Explanatory Note
This Amendment No. 1 (this “Amendment”) amends the statement on Schedule 13D originally filed by PT Independence Energy Holdings, LLC, Liberty Energy Holdings, LLC, Liberty Mutual Insurance Company, Liberty Mutual Group Inc., LMHC Massachusetts Holdings Inc. and Liberty Mutual Holding Company Inc. (collectively, the “Reporting Persons”) on December 17, 2021 (the “Schedule 13D”). Capitalized terms used but not otherwise defined in this Amendment shall have the meanings ascribed to such terms in the Schedule 13D. Except as otherwise provided herein, each Item of the Schedule 13D remains unchanged.
This Amendment is being filed to report the entry by PT Reporting Person (as defined herein) into the Repurchase Agreement (as defined herein) with OpCo, pursuant to which PT Reporting Person sold to OpCo, and OpCo purchased for cash from PT Reporting Person, 2,568,786 OpCo LLC Units, and a corresponding number of shares of Class B Common Stock held by PT Reporting Person were cancelled.
Item 2. | Identity and Background. |
Item 2 is hereby deleted in its entirety and replaced with the following:
(a), (f) This Schedule 13D is being filed pursuant to Rule 13d-1(a) under the Act, by:
(i) PT Independence Energy Holdings LLC, a Delaware limited liability company;
(ii) Liberty Energy Holdings, LLC, a Delaware limited liability company;
(iii) Liberty Mutual Insurance Company, a Massachusetts corporation;
(iv) Liberty Mutual Group Inc., a Massachusetts corporation;
(v) LMHC Massachusetts Holdings Inc., a Massachusetts corporation; and
(vi) Liberty Mutual Holding Company Inc., a Massachusetts corporation (the persons and entities listed in items (i) through (vi) are collectively referred to herein as the “Reporting Persons”).
PT Independence Energy Holdings LLC (“PT Reporting Person”) is the direct beneficial owner of the securities reported in this Schedule 13D. Liberty Energy Holdings LLC (“Holdings”), a member of PT Reporting Person, has the sole right to vote or dispose of the shares of class B common stock, par value $0.0001 per share (“Class B Common Stock”), of the Issuer and units in Crescent Energy OpCo LLC (the “OpCo LLC Units”) held by the PT Reporting Person.

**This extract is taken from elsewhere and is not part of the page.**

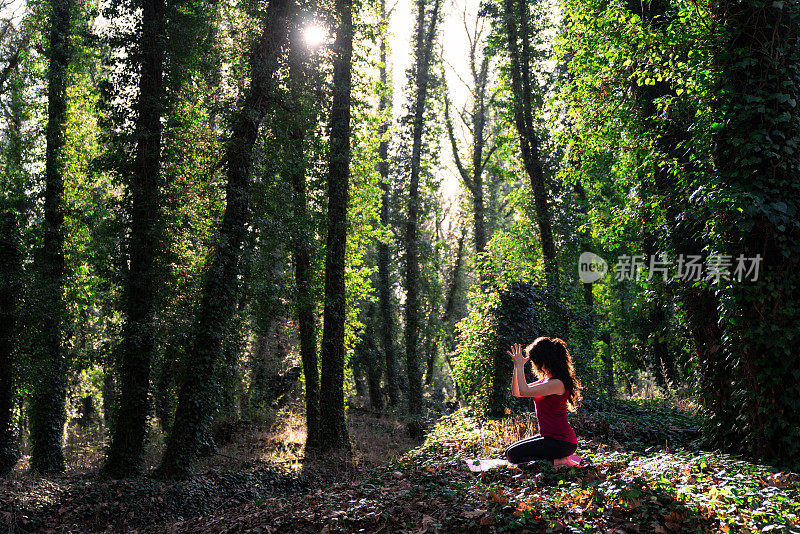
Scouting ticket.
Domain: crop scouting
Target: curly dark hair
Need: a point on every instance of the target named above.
(550, 355)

Therefore, Holdings is deemed to have beneficial ownership of the shares of Class B Common Stock and OpCo LLC Units. The sole member of Holdings is Liberty Mutual Insurance Company (“Liberty Mutual”), which is wholly owned by Liberty Mutual Group Inc. The sole shareholder of Liberty Mutual Group Inc. is LMHC Massachusetts Holdings Inc., whose sole shareholder is Liberty Mutual Holding Company Inc. Because Liberty Mutual Holding Company Inc. is a mutual holding company, its members are entitled to vote at meetings of the company. No such member is entitled to cast 5% or more of the votes.

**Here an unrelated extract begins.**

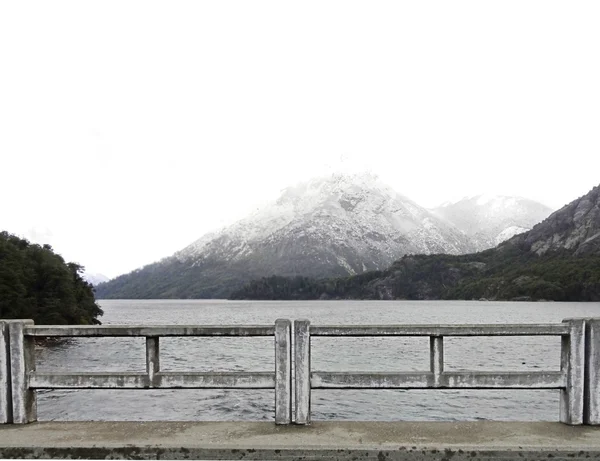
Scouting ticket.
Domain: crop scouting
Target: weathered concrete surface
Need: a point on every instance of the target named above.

The Reporting Persons and Independence Energy Aggregator L.P. (“Aggregator L.P.”) may be deemed to constitute a group for purposes of Section 13(d) due to the terms of the Specified Rights Agreement. However, neither the Reporting Persons nor Aggregator L.P. have voting or dispositive power over the other party’s shares of Class A Common Stock or securities convertible into or exercisable for shares of Class A Common Stock, including any OpCo LLC Units or shares of Class B Common Stock. As of Closing, Aggregator L.P. had beneficial ownership over 88,154,049 shares of Class B Common Stock and 88,154,049 OpCo LLC Units (which together are exchangeable for Class A Common Stock on a one-for-one basis), in addition to the Series I preferred stock, $0.0001 par value per share, of the Issuer.
Each of Messrs. David H. Long, Francis A. Doyle, Joseph L. Hooley, Timothy M. Sweeney, Angel A. Ruiz, George Serafeim, Martin P. Slark, Eric A. Spiegel and William C. Van Faasen and Mmes. Myrtle S. Potter, Nancy W. Quan, Ellen A. Rudnick, Annette M. Verschuren, O.C. and Anne Waleski, is a director of Liberty Mutual Holding Company, Inc. The executive officers of Liberty Mutual Holding Company, Inc. are Messrs. David H. Long, Timothy M. Sweeney, Vlad Y. Barbalat, Damon Hart, Leonid Rasin, Nik Vasilakos, James M. MacPhee, James M. McGlennon, Christopher L. Peirce, Paul Sanghera and Mark C. Touhey and Mmes. Neeti Bhalla Johnson and Melanie M. Foley.